Cruz desembarcou de Iupanatinga (PE) com um amigo, José Alves da Silva, 44, para fugir da "pior seca desde 1970", segundo ele. Ambos têm uma pequena propriedade, mas, sem água, "nem chegamos a plantar", dizem.
Silva vem pela segunda vez às regiões Sul e Sudeste. Em 1973, esteve no Paraná, de onde diz ter retornado com dinheiro. "Mas, agora, tem gente voltando para o Nordeste sem nada."
Mesmo assim, os dois homens esperam arrumar trabalho em um frigorífico, como os parentes que vão hospedá-los em São Paulo.
Elenilda Cavalcanti da Silva, 46, de Palmeira dos Índios (AL), chegou com filhos e netos, dois deles ainda bebês, para ficar na casa de uma filha que já mora em Campinas. Não sabe ainda qual será seu trabalho e o que a filha faz.

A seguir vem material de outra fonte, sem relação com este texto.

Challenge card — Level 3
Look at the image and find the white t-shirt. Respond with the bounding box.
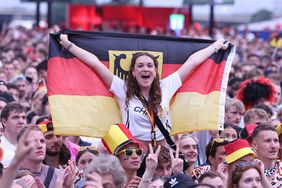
[110,71,182,141]
[1,136,16,168]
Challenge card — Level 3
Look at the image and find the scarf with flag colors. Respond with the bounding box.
[47,30,235,137]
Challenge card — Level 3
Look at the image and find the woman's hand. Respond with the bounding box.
[60,34,71,48]
[169,145,183,175]
[146,144,161,171]
[211,39,230,53]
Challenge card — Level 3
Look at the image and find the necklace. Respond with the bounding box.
[264,163,277,178]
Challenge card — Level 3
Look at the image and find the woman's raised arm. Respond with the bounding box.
[60,34,114,88]
[177,39,228,82]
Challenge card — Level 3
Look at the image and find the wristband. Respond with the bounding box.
[211,44,219,53]
[66,42,73,51]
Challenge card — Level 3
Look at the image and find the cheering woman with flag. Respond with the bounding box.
[60,34,228,148]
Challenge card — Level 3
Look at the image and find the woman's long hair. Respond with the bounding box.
[228,161,261,187]
[125,52,162,114]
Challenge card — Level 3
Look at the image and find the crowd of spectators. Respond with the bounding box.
[0,24,282,188]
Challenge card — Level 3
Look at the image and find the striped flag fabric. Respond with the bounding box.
[47,30,235,137]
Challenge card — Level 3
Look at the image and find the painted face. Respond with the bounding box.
[255,130,280,160]
[274,85,281,104]
[117,143,142,171]
[132,55,157,90]
[201,177,224,188]
[149,179,164,188]
[16,80,26,97]
[238,168,262,188]
[248,115,268,125]
[0,101,7,113]
[44,131,63,156]
[220,127,237,141]
[179,137,198,164]
[225,105,244,125]
[25,67,38,83]
[100,174,117,188]
[77,151,96,170]
[210,146,226,169]
[25,130,46,162]
[3,111,26,135]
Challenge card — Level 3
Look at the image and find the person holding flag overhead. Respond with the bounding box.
[60,34,228,146]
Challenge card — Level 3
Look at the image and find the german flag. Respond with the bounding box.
[47,30,235,137]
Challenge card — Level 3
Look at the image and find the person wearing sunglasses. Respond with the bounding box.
[102,124,145,187]
[116,142,144,184]
[252,124,282,188]
[228,159,272,188]
[206,138,228,172]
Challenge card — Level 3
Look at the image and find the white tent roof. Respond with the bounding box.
[239,17,282,31]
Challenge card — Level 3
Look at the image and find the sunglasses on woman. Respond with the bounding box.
[210,138,228,155]
[235,160,257,171]
[118,148,144,157]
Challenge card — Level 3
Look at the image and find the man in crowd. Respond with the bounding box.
[18,126,75,188]
[81,155,126,188]
[179,134,210,181]
[224,98,245,126]
[206,138,228,172]
[1,103,26,168]
[252,125,282,187]
[38,120,71,168]
[199,171,226,188]
[244,108,269,125]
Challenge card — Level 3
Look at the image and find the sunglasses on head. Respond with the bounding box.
[118,148,144,157]
[210,138,227,154]
[235,160,257,171]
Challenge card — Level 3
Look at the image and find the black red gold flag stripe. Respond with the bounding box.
[47,30,235,137]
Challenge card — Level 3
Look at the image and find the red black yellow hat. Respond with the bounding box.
[224,138,256,164]
[38,119,54,133]
[276,123,282,136]
[240,124,257,140]
[102,124,142,155]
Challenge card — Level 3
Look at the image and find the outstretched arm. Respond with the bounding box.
[177,39,228,82]
[60,34,114,88]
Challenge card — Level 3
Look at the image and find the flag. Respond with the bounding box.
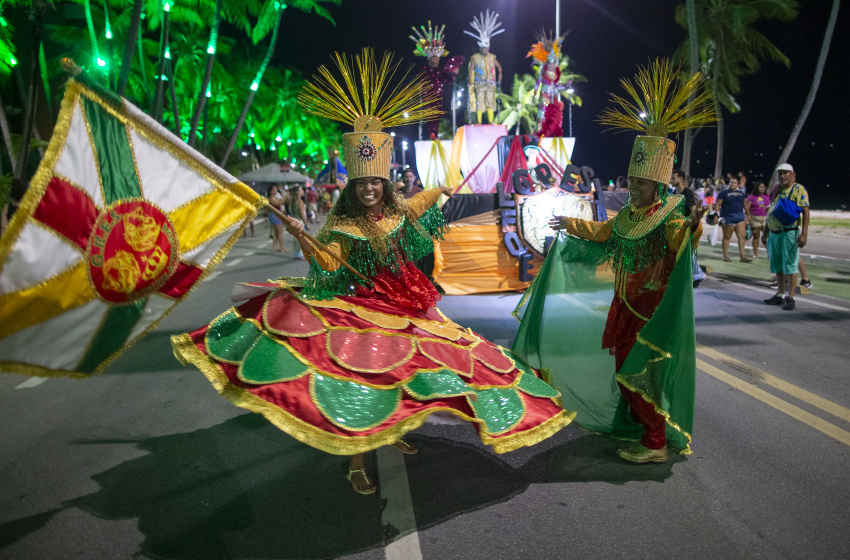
[0,80,263,377]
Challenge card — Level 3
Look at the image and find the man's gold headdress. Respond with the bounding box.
[597,59,717,184]
[298,47,442,180]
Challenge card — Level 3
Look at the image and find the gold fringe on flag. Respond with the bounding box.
[298,47,443,130]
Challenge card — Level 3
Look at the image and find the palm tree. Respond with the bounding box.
[769,0,841,185]
[676,0,799,175]
[219,0,342,167]
[496,74,537,134]
[189,0,253,147]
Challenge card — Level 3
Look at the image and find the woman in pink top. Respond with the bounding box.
[744,181,770,259]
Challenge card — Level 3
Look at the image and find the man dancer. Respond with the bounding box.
[764,163,811,311]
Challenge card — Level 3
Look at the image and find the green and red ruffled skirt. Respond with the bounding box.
[172,282,575,455]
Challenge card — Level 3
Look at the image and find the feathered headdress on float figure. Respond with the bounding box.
[525,29,567,64]
[409,21,449,58]
[298,48,445,299]
[597,59,717,205]
[463,10,505,49]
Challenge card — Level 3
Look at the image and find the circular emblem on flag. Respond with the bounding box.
[357,135,378,161]
[86,200,180,303]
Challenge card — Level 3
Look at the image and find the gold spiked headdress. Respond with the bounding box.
[597,59,717,184]
[298,47,442,180]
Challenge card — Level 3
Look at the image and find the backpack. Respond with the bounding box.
[771,183,803,227]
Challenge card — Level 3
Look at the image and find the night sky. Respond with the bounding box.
[275,0,850,209]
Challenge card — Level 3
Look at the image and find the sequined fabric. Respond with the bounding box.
[175,282,573,454]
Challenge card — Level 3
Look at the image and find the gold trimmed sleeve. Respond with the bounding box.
[561,218,614,243]
[407,189,443,218]
[308,237,348,272]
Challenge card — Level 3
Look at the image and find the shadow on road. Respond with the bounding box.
[0,414,682,560]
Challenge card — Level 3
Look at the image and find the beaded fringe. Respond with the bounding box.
[303,206,448,299]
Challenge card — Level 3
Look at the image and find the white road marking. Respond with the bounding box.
[727,280,850,311]
[377,446,422,560]
[15,377,48,389]
[697,359,850,445]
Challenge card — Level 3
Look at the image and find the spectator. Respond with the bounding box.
[764,163,811,311]
[744,181,770,259]
[401,167,424,198]
[615,175,629,191]
[670,169,705,288]
[717,174,751,262]
[305,186,319,224]
[738,171,747,196]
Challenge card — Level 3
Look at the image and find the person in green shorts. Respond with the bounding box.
[764,163,809,311]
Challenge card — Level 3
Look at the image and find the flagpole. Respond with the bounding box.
[266,203,369,283]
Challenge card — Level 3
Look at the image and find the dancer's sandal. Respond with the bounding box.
[345,468,378,495]
[390,439,419,455]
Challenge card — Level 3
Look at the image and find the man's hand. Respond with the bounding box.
[688,206,708,230]
[286,216,304,239]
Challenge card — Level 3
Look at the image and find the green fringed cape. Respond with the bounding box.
[512,203,696,454]
[303,205,448,299]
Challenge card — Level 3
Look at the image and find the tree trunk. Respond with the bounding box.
[103,0,115,91]
[218,90,257,168]
[116,0,144,97]
[136,17,149,106]
[0,92,17,177]
[15,1,47,181]
[152,12,171,122]
[769,0,841,185]
[189,0,221,148]
[679,0,699,177]
[219,10,283,167]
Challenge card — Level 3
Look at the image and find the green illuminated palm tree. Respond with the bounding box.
[496,74,537,134]
[770,0,841,185]
[676,0,799,176]
[219,0,342,167]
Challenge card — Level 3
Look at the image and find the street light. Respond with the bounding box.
[401,140,407,172]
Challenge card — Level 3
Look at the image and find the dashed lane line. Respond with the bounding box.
[15,377,48,389]
[697,345,850,422]
[697,359,850,446]
[725,280,850,312]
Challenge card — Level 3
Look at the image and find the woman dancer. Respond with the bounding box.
[172,50,574,494]
[744,181,770,259]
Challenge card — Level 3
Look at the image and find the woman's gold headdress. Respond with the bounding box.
[597,59,717,183]
[298,47,442,180]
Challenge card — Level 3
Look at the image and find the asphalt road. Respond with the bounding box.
[0,219,850,560]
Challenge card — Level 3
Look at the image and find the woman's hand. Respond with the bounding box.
[286,216,304,239]
[549,216,567,231]
[688,206,708,231]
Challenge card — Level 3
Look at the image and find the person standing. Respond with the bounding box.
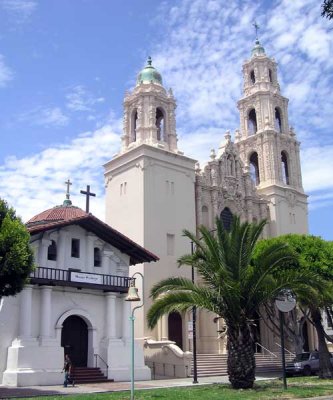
[62,354,72,387]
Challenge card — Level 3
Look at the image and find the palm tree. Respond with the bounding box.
[147,217,313,389]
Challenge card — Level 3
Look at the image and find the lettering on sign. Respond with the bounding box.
[71,271,103,285]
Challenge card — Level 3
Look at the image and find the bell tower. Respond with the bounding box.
[121,57,177,153]
[104,57,196,349]
[235,38,308,236]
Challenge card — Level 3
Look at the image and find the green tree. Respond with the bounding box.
[147,217,313,389]
[321,0,333,19]
[257,234,333,379]
[0,199,34,298]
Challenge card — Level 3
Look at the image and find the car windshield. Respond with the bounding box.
[294,353,309,362]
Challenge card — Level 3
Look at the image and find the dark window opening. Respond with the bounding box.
[275,108,282,133]
[132,110,138,142]
[47,240,57,261]
[248,108,258,135]
[220,207,232,231]
[281,151,290,185]
[94,247,101,267]
[250,70,256,84]
[156,108,164,140]
[250,152,260,185]
[71,239,80,258]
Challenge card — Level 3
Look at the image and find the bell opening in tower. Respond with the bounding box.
[156,107,165,141]
[248,108,257,135]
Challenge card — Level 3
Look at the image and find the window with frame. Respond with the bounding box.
[71,239,80,258]
[47,240,57,261]
[94,247,102,267]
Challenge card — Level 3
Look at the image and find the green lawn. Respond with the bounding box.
[17,377,333,400]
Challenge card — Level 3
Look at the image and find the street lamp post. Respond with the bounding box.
[275,290,296,389]
[191,242,198,383]
[125,272,144,400]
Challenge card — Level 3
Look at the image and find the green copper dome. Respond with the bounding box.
[252,38,266,57]
[136,57,162,85]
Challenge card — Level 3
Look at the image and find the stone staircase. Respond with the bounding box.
[191,353,294,377]
[71,367,111,384]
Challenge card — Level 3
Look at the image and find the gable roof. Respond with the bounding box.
[26,205,159,265]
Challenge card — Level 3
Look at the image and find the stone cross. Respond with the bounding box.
[80,185,96,213]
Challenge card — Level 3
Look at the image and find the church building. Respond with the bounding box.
[0,189,158,386]
[104,39,308,353]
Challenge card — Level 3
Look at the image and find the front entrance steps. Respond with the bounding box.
[71,367,113,384]
[191,353,294,377]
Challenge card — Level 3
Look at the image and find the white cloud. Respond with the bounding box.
[18,107,69,127]
[0,120,121,221]
[0,0,37,24]
[66,85,105,111]
[0,54,14,87]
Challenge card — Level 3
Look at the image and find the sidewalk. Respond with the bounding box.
[0,376,268,399]
[0,375,333,400]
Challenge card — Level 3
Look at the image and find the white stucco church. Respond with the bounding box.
[0,36,308,386]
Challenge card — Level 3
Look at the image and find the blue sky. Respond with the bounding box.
[0,0,333,240]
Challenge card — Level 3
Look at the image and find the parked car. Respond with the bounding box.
[286,351,333,376]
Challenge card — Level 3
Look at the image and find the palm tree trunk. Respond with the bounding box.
[227,323,256,389]
[311,308,333,379]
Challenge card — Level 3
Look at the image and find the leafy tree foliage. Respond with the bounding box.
[321,0,333,19]
[0,199,34,298]
[147,217,315,389]
[256,234,333,378]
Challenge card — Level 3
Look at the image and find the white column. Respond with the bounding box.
[85,234,95,272]
[105,293,117,339]
[40,286,52,338]
[122,296,131,341]
[38,239,51,267]
[57,229,70,269]
[161,315,168,340]
[19,285,33,339]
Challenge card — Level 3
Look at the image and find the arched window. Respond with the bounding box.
[201,206,209,227]
[248,108,258,135]
[168,311,183,349]
[275,107,282,133]
[281,151,290,185]
[47,240,57,261]
[250,152,260,185]
[131,109,138,142]
[220,207,232,231]
[94,247,101,267]
[156,107,165,140]
[250,70,256,85]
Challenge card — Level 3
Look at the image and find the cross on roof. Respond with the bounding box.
[252,21,260,39]
[80,185,96,213]
[65,178,72,200]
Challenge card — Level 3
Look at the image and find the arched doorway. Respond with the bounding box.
[168,312,183,349]
[61,315,88,367]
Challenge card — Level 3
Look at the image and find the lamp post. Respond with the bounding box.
[191,242,198,383]
[275,290,296,389]
[125,272,144,400]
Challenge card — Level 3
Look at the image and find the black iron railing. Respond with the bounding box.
[30,267,132,293]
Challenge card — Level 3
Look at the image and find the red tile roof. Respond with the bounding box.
[26,205,159,265]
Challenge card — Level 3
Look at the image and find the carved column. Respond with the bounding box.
[105,293,118,339]
[19,285,33,339]
[40,286,52,338]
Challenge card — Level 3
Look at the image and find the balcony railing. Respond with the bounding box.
[30,267,132,293]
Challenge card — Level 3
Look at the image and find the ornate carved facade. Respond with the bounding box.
[105,40,307,353]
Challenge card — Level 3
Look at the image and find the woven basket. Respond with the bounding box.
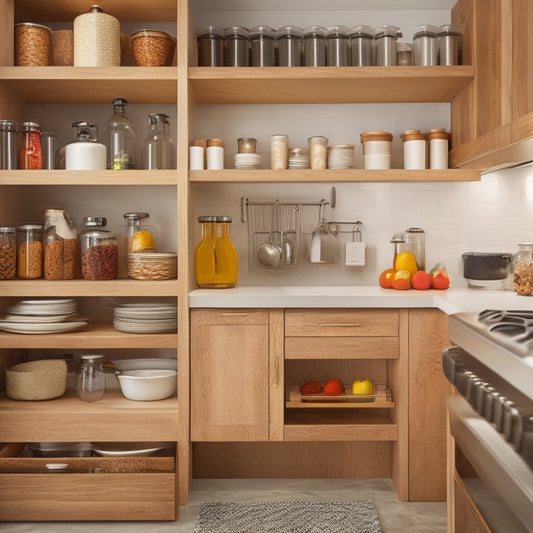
[6,359,67,400]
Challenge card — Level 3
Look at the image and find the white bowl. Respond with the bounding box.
[117,369,177,402]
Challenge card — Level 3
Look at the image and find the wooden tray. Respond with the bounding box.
[285,384,394,409]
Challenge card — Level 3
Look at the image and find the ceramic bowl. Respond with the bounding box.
[117,369,177,402]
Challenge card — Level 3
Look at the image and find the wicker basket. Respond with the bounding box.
[6,359,67,400]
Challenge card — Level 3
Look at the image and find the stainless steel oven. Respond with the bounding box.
[442,310,533,533]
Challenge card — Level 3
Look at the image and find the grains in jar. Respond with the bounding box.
[17,224,43,279]
[15,22,52,67]
[0,226,17,279]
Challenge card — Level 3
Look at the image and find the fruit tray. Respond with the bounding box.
[285,384,394,408]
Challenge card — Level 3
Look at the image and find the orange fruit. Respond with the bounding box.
[379,268,396,289]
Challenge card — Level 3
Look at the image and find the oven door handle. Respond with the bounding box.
[448,396,533,530]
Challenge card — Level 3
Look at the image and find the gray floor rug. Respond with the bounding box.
[194,500,382,533]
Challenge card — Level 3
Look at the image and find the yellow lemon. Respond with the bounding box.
[131,230,155,253]
[394,252,418,276]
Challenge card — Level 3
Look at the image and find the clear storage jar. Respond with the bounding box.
[16,224,43,279]
[0,226,17,279]
[513,243,533,296]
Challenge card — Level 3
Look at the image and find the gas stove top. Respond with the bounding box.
[448,309,533,399]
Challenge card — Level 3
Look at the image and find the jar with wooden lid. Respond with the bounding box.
[361,131,393,170]
[16,224,43,279]
[401,130,426,170]
[15,22,52,67]
[0,226,17,279]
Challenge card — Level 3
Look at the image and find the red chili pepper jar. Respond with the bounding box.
[19,122,43,170]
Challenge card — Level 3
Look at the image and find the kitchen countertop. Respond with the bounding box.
[189,285,533,315]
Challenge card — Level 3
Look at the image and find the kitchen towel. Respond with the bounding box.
[194,500,382,533]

Renato Rios, Helena Souza dos Santos e uma filha de 13 anos, Cleideane dos Santos, também vão ficar na casa de parentes. Ele era vendedor em Capim Grosso, na Bahia, e um primo que veio buscá-los numa perua F-1000 nova ficou de arrumar-lhe emprego.
Como se vê, os que vêm para São Paulo não são os que estão em pior situação. Em geral, têm parentes por aqui e, pelo menos, dinheiro para pagar a passagem.
Outra constatação é que a maioria já esteve morando em São Paulo anteriormente, mas não conseguiu se fixar, seja por perda do emprego ou inadaptação. Há um vaivém constante.

Desagregação
"Nordestino vai e vem, vai e vem. Agora estão indo mais para o interior de São Paulo", observa o pernambucano Ivo Luiz da Silva, 32, que trabalha na agência de passagens.
Esse movimento acaba gerando, entre outras coisas, desagregação familiar.
Maria Luzinete Silva, que veio de Campo Alegre (AL), já morou cinco anos em São Paulo, quando o marido trabalhava como ambulante em Santo Amaro.
Depois voltaram para Alagoas, mas diante das dificuldades que enfrentaram lá, o marido retornou a São Paulo, onde está há três meses trabalhando como ambulante em Guaianazes.
Três filhos moram aqui com ele. Ela veio passar cinco meses com eles, devendo retornar, por ser funcionária da Câmara Municipal de Campo Alegre.
Maria Luzinete diz que a situação lá é muito grave por causa da seca. "Há tanta gente à toa, tanta fome... A miséria é muito grande, mas Deus dá conforto, todo mundo vende."

Ervas
Francisco Alves Pereira, 54, é de Abóbora (BA) e está em São Paulo há alguns anos. Vende ervas medicinais. Disse que, com 54 anos, não consegue mais emprego e que "não tem mais ninguém bobo no Brasil".
Acrescentou que tem gente passando fome na Bahia, mas "Antonio Carlos Magalhães esconde isso, para ganhar vantagem". "O povo não é bobo. Hoje a gente sabe que, quando recebe dinheiro de um candidato, esse dinheiro é nosso, não dele."